There's also the question of halftime crossover, where the 6th minute might actually be 21 minutes after the goal is conceded.

You can deal with these fairly easily.

I took time stamped Premier League date, ran the methodology and found 91 occasions where a side scored within ten minutes of conceding.

(I also split the ten minutes into 60 second segments, but I want to keep this short & more general).

From the model, in that timeframe, you would have expected those teams to score , wait for it.......91 goals, based on when the goal was conceded, how good their attacking potential matched up to the opponent's defensive abilities and allowing for truncated opportunity at the end of the game & through celebration.

There's no need to invoke scoring team complacency or a conceding teams wrath to end up with the scoring feats achieved, at least in the sample of Premier League games I used.

Are Teams Vulnerable After Scoring?

Probably not.

Saturday, 5 January 2019

xG Tables

There's been a lot of interest on Twitter in deriving tables from expected goals generated in matches that have already been played out.

Average expected points/goals/ are a useful, but inevitably flawed way to express over or under performance in reality compared to a host of simulated alternative outcomes.

Averages of course are themselves flawed, because you can drown in 3 inches........blah,blah.

Here's one way I try to take useful information from a simulated based approach using "after the fact" xG figures from matches already played, that may not be as Twitter friendly, but does add some context that averages omit.

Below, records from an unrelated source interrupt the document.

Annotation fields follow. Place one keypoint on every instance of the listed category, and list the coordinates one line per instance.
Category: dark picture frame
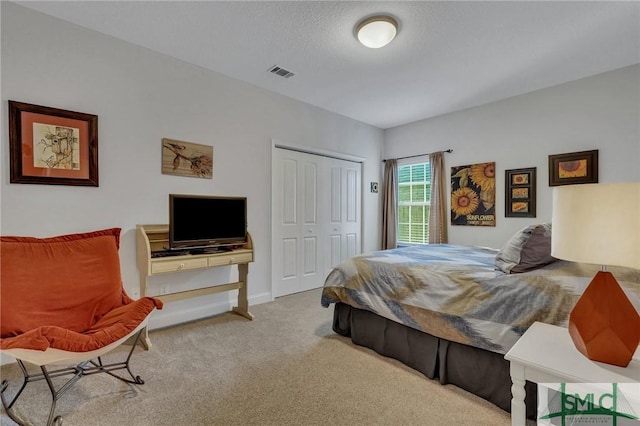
(573, 168)
(520, 192)
(52, 146)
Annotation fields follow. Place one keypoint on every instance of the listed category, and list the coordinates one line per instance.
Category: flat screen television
(203, 221)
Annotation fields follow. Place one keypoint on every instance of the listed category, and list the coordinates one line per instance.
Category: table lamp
(600, 223)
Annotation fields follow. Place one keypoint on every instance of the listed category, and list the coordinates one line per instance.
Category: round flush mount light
(377, 31)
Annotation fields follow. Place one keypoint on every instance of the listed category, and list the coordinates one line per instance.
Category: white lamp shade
(377, 32)
(597, 223)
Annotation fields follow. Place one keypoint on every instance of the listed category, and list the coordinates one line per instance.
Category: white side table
(546, 354)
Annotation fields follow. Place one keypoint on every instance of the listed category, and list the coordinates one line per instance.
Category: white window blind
(414, 191)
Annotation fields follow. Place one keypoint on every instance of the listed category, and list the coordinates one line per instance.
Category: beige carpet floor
(287, 367)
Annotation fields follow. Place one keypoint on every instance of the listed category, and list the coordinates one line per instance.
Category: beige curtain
(438, 213)
(390, 205)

If you have the xG that each side generated in a match, you can simulate the likely outcomes and score lines from that match by your method of choice.

A side who out xG'ed the opponent is usually also going to be the most likely winner, in reality and in cyberspace.

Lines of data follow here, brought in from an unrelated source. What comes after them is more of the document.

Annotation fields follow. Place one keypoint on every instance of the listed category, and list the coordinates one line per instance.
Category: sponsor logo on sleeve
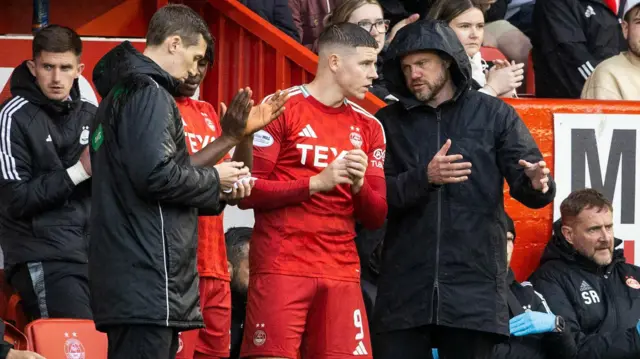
(262, 138)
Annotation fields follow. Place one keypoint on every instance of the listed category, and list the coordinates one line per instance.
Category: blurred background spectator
(618, 78)
(308, 17)
(368, 15)
(503, 35)
(277, 12)
(570, 38)
(466, 19)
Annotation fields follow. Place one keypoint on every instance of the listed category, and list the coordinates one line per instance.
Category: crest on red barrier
(73, 348)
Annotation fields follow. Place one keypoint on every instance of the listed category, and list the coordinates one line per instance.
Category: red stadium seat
(66, 338)
(187, 346)
(491, 54)
(14, 337)
(531, 78)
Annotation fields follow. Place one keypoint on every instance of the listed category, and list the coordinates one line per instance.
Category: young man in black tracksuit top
(44, 179)
(570, 38)
(586, 281)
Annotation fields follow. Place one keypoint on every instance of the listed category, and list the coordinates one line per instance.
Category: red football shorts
(281, 308)
(215, 300)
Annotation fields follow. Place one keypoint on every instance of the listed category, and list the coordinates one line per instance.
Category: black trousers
(142, 342)
(53, 289)
(452, 343)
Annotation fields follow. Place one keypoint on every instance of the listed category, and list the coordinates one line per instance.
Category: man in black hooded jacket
(148, 193)
(588, 282)
(443, 277)
(45, 186)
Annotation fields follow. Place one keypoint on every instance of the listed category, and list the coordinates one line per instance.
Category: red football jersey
(314, 236)
(201, 127)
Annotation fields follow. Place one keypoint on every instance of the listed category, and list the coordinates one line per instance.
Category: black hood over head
(559, 249)
(425, 35)
(24, 84)
(124, 60)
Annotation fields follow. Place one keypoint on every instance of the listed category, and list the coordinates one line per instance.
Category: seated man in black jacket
(44, 181)
(536, 333)
(588, 283)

But sometimes Diouf will run 60 yards, stick your only chance through Joe Hart's legs, nick three points and everyone's happy.

It just won't happen very often, but it does sometimes and then the xG poor team get three points and the others get none.

Simulate each game played, add up the goals and points and you now have two tables.

One from this dimension and one that "might" have happened in the absence of games state and free will.

It's easy and most readily understood to then compare the points Stoke got in reality to the points the multiple Premier League winners got in this alternative reality.

But it might be better if instead we compared the relative positions and points of each team in this simulation to the reality of the table.

I do that and repeat the process for every one of the 1,000's of simulations using each side's actual points haul in relation to each of their 19 rivals as the over/under performing benchmark.

This is what the 2017/18 season looked like in May based on counting the number of times a side's actual position and points in the table relative to all others was better than a xG simulation.

Top two overperformed, 3rd and 5th did what was expected, 4th and 6th under performed in reality.

Only 15% of the time did the xG simulation throw up a Manchester City season long performance that out did their actual 2017/18 season.

The model might have under valued City's ability to take chances, prevent goals, they might have been lucky, for instance scoring late winners and conceding late penalties to teams who can't take penalties.

So when you come to evaluate City's 2018/19 chances, you may take away that they were flattered by their position, but concluded that the likely challengers were so far behind that they are still by far the most likely winners.

Man United, De Gea, obviously.

Liverpool, 4th but perhaps deserved better. Too far behind City to be a genuine title threat, unless they sort out the keeper & defence.

Burnley, score first, pack the defence and play a hot keeper, bound to work again.

Huddersfield, 16th was a buoyant bonus they didn't merit.

Relegated trio, Swansea, Stoke, pretty much got what they deserved, WBA, without actually watching them much last season, looked really hard done by. If you're going for the most likely bounce straight back team, it was the Baggies.

All of this comment was made in our pre season podcast.

You can use this approach for goals scored/allowed to see where the problems/regression/hot/cold might be running riot, plus simulations and xG are just one tool of many.